Saturday, December 4

‘This community is amazing’ – Health service satisfied with Waikato tests

The first 200 test results of blocked northern Hauraki have tested negative for Covid-19 after hundreds of people queued up at the pop-up test sites yesterday.

A steady stream of people has been passing through a testing facility near Kaiaua on the Firth of Thames following the discovery of three Covid-19 cases in the area, outside the level 4 boundary.

A steady stream of cars turned up yesterday at the test center near Kaiaua.
Photo: RNZ / Andrew McRae

The area is on lockdown for five days, with three members of a local household contracting the coronavirus from a recently released Auckland prisoner who was rescued to the Firth of Thames home.

Health officials believe the man contracted the virus from one of three people who brought him to the house in Whakatīwai on September 8.

People who work, live, or have visited people in the lockdown area since September 8 should stay home and watch for symptoms.

On Monday, more than half of the people living in and around Mangatangi and Whakatīwai showed up at local marae to get swabs.

As of this morning, the 200 results obtained were all negative, Prime Minister Jacinda Ardern said.

Te Korowai Hauora or Hauraki Maori Health Service Executive Director Riana Manuel estimated that 60 percent of the community was tested.

The Wharekawa Marae Pop-Up Test Center subjected 477 swabs and 78 tests were carried out at Mangatangi Marae.

“This community is amazing. They turned out, with their children, I must add, and the tamariki we saw yesterday were so brave and really ready to get their swab and make sure they keep their community safe.

“We really appreciate yesterday’s participation.”

People kept coming after the swabs for the day were collected and told to come back today.

A walk-in vaccination center was across the street from the testing center.

“We really want to be able to pressure people to get vaccinated if they haven’t already.”

Of those 65 and older in the area, 88 percent have received the vaccine, while those under 30 have a lower rate so far.

“We will have to do some work in those spaces and of course most of our Maori population will sit in that age group.

Mobile and mobile vaccination facilities were the best way to reach that age group, he said.

“We have a mobile health clinic, it’s a vaccination center on wheels if you want it, and we go to each of the smaller communities every two weeks and we just keep vaccinating.”

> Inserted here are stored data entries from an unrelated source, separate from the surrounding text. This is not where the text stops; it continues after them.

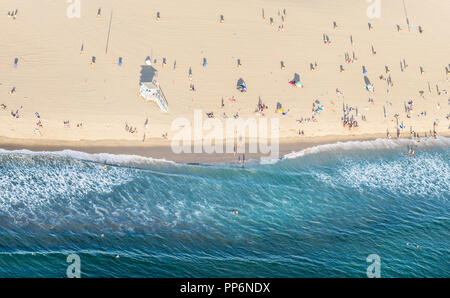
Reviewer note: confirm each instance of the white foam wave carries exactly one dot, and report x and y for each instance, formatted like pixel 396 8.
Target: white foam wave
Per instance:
pixel 107 158
pixel 377 144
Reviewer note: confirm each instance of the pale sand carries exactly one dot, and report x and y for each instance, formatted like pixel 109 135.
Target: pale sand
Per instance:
pixel 55 80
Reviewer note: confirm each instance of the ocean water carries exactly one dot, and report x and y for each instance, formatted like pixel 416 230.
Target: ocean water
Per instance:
pixel 316 213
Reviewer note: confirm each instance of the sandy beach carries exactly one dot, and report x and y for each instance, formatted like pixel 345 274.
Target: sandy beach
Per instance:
pixel 377 76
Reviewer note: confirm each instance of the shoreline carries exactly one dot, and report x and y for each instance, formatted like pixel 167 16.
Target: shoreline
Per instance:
pixel 161 149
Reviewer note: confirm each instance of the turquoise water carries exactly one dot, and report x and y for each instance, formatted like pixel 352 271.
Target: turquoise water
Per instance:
pixel 319 214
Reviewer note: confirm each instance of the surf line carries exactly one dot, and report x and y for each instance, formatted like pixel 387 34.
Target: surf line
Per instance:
pixel 109 33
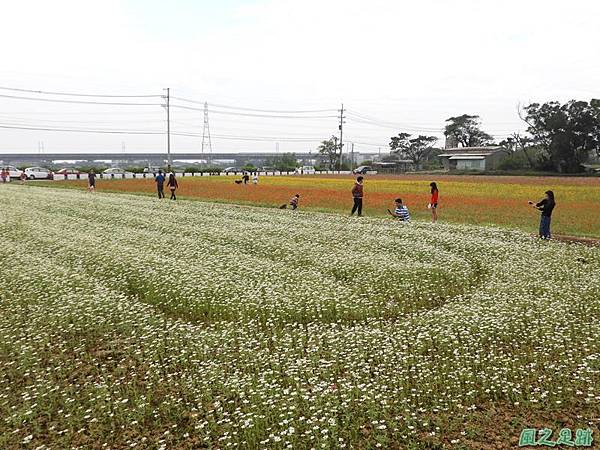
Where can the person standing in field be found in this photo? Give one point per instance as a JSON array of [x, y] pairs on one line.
[[160, 181], [91, 181], [546, 206], [293, 202], [433, 202], [400, 211], [172, 183], [357, 195]]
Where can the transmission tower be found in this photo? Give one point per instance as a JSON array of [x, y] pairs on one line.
[[206, 133]]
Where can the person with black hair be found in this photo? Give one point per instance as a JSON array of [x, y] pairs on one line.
[[433, 202], [545, 206], [160, 180], [400, 211], [173, 185], [293, 202], [357, 195]]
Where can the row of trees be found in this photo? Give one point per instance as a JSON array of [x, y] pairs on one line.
[[559, 137]]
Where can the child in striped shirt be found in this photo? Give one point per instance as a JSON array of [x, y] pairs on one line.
[[401, 211]]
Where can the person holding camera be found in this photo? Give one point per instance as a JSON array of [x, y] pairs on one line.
[[546, 206]]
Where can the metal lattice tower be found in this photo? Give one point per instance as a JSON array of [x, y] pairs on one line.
[[206, 143]]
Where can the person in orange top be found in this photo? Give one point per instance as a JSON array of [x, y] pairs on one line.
[[434, 200], [357, 195]]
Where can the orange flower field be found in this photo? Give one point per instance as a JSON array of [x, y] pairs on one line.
[[482, 200]]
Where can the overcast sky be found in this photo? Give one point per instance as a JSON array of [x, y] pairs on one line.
[[405, 65]]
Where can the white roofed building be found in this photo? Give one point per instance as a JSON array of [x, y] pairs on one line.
[[473, 158]]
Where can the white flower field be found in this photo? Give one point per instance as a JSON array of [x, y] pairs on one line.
[[127, 322]]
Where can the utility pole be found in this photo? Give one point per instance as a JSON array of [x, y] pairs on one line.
[[341, 127], [168, 97], [206, 142]]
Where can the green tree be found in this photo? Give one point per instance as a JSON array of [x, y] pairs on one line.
[[416, 149], [567, 133], [329, 150], [466, 131]]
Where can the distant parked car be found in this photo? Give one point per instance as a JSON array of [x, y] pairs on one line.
[[13, 172], [67, 171], [305, 170], [116, 171], [362, 170], [38, 173]]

A map of the northern Hauraki area covered by the

Photo: Supplied / Ministry of Health

Two of those who contracted the virus were children from Mangatangi School, and even before the announcement of the closure, the principal of Kaiaua School told students to stay home as a precaution.

The Mangatangi school was listed yesterday as a place of interest on September 15 and 16.

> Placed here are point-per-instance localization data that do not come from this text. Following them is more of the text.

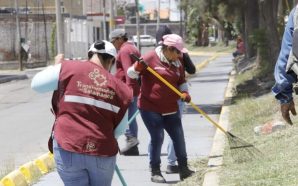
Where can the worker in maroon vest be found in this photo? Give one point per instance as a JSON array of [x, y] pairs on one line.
[[123, 61], [90, 107], [158, 103]]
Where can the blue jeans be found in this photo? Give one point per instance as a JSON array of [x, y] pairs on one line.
[[156, 124], [83, 170], [171, 152], [132, 131]]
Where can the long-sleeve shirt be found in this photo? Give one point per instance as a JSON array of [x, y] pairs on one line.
[[283, 81], [47, 80], [155, 95]]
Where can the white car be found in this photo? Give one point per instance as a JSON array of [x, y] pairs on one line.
[[145, 40]]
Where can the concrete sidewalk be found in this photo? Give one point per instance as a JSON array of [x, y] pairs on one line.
[[207, 89]]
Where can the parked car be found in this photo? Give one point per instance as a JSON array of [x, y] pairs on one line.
[[145, 40]]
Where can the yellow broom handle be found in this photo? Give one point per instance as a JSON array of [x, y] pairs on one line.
[[180, 94]]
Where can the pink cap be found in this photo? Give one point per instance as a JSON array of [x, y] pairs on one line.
[[174, 40]]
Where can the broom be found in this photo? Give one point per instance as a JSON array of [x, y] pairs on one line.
[[240, 149]]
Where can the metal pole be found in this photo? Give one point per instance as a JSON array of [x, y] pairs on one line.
[[59, 28], [158, 15], [45, 33], [112, 16], [104, 20], [138, 24], [70, 30], [181, 32], [18, 35]]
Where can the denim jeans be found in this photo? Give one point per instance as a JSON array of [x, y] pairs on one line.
[[133, 127], [83, 170], [156, 124], [172, 158]]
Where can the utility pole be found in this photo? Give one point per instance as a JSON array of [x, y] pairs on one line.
[[112, 16], [18, 35], [59, 27], [104, 21], [45, 33], [138, 24], [70, 31], [158, 15]]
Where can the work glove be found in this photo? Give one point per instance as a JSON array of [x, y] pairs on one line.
[[59, 58], [185, 97], [139, 66], [285, 111]]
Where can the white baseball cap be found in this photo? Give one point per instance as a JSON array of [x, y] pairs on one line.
[[103, 47], [117, 33]]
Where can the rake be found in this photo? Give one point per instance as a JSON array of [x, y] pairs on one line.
[[240, 149]]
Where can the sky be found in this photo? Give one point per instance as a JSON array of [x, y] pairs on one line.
[[153, 4]]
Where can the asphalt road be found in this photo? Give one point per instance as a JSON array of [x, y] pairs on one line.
[[26, 119]]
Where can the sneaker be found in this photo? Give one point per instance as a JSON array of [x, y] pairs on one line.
[[172, 169], [185, 172], [130, 142], [156, 176], [134, 151]]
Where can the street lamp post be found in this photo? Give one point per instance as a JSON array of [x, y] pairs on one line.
[[59, 28], [158, 15], [18, 35]]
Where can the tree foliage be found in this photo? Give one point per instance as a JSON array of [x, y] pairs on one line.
[[261, 24]]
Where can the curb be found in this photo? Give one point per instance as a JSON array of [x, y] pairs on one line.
[[215, 162], [30, 172], [8, 78]]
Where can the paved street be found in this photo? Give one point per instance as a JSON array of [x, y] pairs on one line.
[[207, 89]]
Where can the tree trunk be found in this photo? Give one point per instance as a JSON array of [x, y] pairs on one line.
[[251, 21], [268, 20]]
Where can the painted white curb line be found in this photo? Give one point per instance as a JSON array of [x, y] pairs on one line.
[[216, 154]]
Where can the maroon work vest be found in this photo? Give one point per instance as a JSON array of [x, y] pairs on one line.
[[89, 104]]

Kaiaua School principal Karlos Bosson said that 80 percent of his students do not have access to an online device, so most of the learning at home is done through printed resources.

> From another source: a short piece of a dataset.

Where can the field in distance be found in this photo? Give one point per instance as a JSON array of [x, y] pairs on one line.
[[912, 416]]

“We made an urgent hard package last night … and we delivered them all to the different addresses around 6.30 last night.

“We have some requests from the ministry, so we hope they come in pretty quickly.”

He hoped that the test results would remain negative and that the region could return to level 2 quickly.

“Our community is desperate to get back to normal.”

Hauraki District Mayor Toby Adams was disappointed that officials did not directly contact the exact limit of the blockade and more clarity on what the section 70 order would mean.

He said Morning reportl was frustrating after yesterday’s announcement that locals and the media asked him what areas were covered and not having the facts.

“As one of the leaders of a community … you think that you would be aware of a little information so that they give you advance notice so you can go out and tell your community everything you can.”

But once the community has the information, people get down to work and do what needs to be done. “Hopefully there isn’t much anguish today.”

Farmer Katie Hill, whose property is near Miranda, said daily work on the farm was not affected. “You wouldn’t know anything was different until you had to go out, and that doesn’t happen that often.”

But it was an embarrassment for the elementary school children, who had just returned to school, to have to stay home and some sports games were interrupted, he said.